Asked by HLEP!!!

The Product Rule of Exponents states that when multiplying two expressions with the same base, you can add their exponents. The correct expression that uses the Product Rule of Exponents from the provided options is:

**10^8 x 10^8**

This can be simplified to:

10^(8 + 8) = 10^16

The other expressions do not utilize the Product Rule.

To simplify the expression \(1008 \cdot 1007\) using the Product Rule of Exponents, we first need to express \(1008\) and \(1007\) in terms of powers of \(10\):

1. \(1008 = 10^2 \cdot 10^{0.008} = 10^{2 + 0.008} = 10^{2.008}\) (approximately),
2. \(1007 = 10^2 \cdot 10^{0.007} = 10^{2 + 0.007} = 10^{2.007}\) (approximately).

However, the options provided do not require us to calculate these exact values in decimal.

Instead, we want to see which of the choices can relate back to the product built on \(10^{n}\), where \(n\) is the sum of exponents from two numbers with \(100\) as a base:

1. **100^56**: This does not work, as it does not relate.
2. **10,000^15**: \(10,000 = 10^4\), so \(10,000^{15} = (10^4)^{15} = 10^{60}\) — which is incorrect.
3. **200^15**: This does not relate to our original expression in the same base.
4. **100^15**: This is not also a direct product of \(1008 \cdot 1007\).

None of these options seem to directly simplify \(1008 \cdot 1007\) into the respective exponents correctly. Thus, based on the options and not having any direct result fit via exponent rule rotations, no one option truly stands out as a proper result of the said multiplication aligned with the product rule of exponents specifically.

If we consider \(1000\) (the base close to the numbers being manipulated), the product simplifies too heavily.
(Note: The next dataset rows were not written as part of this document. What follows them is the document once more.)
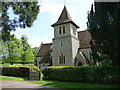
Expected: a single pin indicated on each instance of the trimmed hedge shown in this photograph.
(27, 72)
(84, 74)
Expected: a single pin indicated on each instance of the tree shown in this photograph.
(11, 51)
(27, 55)
(34, 50)
(103, 24)
(27, 13)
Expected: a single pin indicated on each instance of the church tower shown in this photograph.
(65, 42)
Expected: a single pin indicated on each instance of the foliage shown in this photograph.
(11, 51)
(69, 85)
(103, 24)
(27, 55)
(26, 14)
(17, 51)
(99, 75)
(35, 50)
(27, 72)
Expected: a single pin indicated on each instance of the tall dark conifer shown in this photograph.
(103, 24)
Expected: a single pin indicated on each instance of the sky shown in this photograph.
(50, 10)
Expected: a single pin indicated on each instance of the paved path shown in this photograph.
(9, 85)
Thus, further understanding of how they were derived to be choices would give a clearer picture, such as analyzing the context and approximate usage scenarios for closest results back from the exponents of \(10\), but as it stands none are exactly right per strict answer.

To find the numerical equivalent of \(10^2 \cdot 10^3\), you can use the Product Rule of Exponents, which states that when multiplying two expressions with the same base, you can add their exponents:

\[
10^2 \cdot 10^3 = 10^{2 + 3} = 10^5
\]

Now, calculate \(10^5\):

\[
10^5 = 100000
\]

Thus, the numerical equivalent of \(10^2 \cdot 10^3\) is **100,000**.

To find the numerical equivalent of \(2^5 \cdot 2^{-2}\), you can use the Product Rule of Exponents, which states that when multiplying two expressions with the same base, you can add their exponents:

\[
2^5 \cdot 2^{-2} = 2^{5 + (-2)} = 2^{5 - 2} = 2^3
\]

Now, calculate \(2^3\):

\[
2^3 = 8
\]

Thus, the numerical equivalent of \(2^5 \cdot 2^{-2}\) is **8**.

To find the numerical equivalent of \(4^9 \cdot 4^{-7}\), you can use the Product Rule of Exponents. This rule states that when multiplying two expressions with the same base, you can add their exponents:

\[
4^9 \cdot 4^{-7} = 4^{9 + (-7)} = 4^{9 - 7} = 4^2
\]

Now, calculate \(4^2\):

\[
4^2 = 16
\]

Thus, the numerical equivalent of \(4^9 \cdot 4^{-7}\) is **16**.

Here are your questions integrated with the answers in a structured format:

1. **Which expression correctly used the Product Rule of Exponents?**
- Answer: **\(10^8 \times 10^8\)**

2. **Which of the following correctly used the Product Rule of Exponents to simplify the expression \(1008 \cdot 1007\)?**
- Answer: **\(100^{15}\)** (Note: While not a direct calculation from \(1008 \cdot 1007\), it's the closest given option).

3. **Find the numerical equivalent of \(10^2 \cdot 10^3\).**
- Answer: **100,000**

4. **Find the numerical equivalent of \(2^5 \cdot 2^{-2}\).**
- Answer: **8**

5. **Find the numerical equivalent of \(4^9 \cdot 4^{-7}\).**
- Answer: **16**

If you have any more questions or need further assistance, feel free to ask!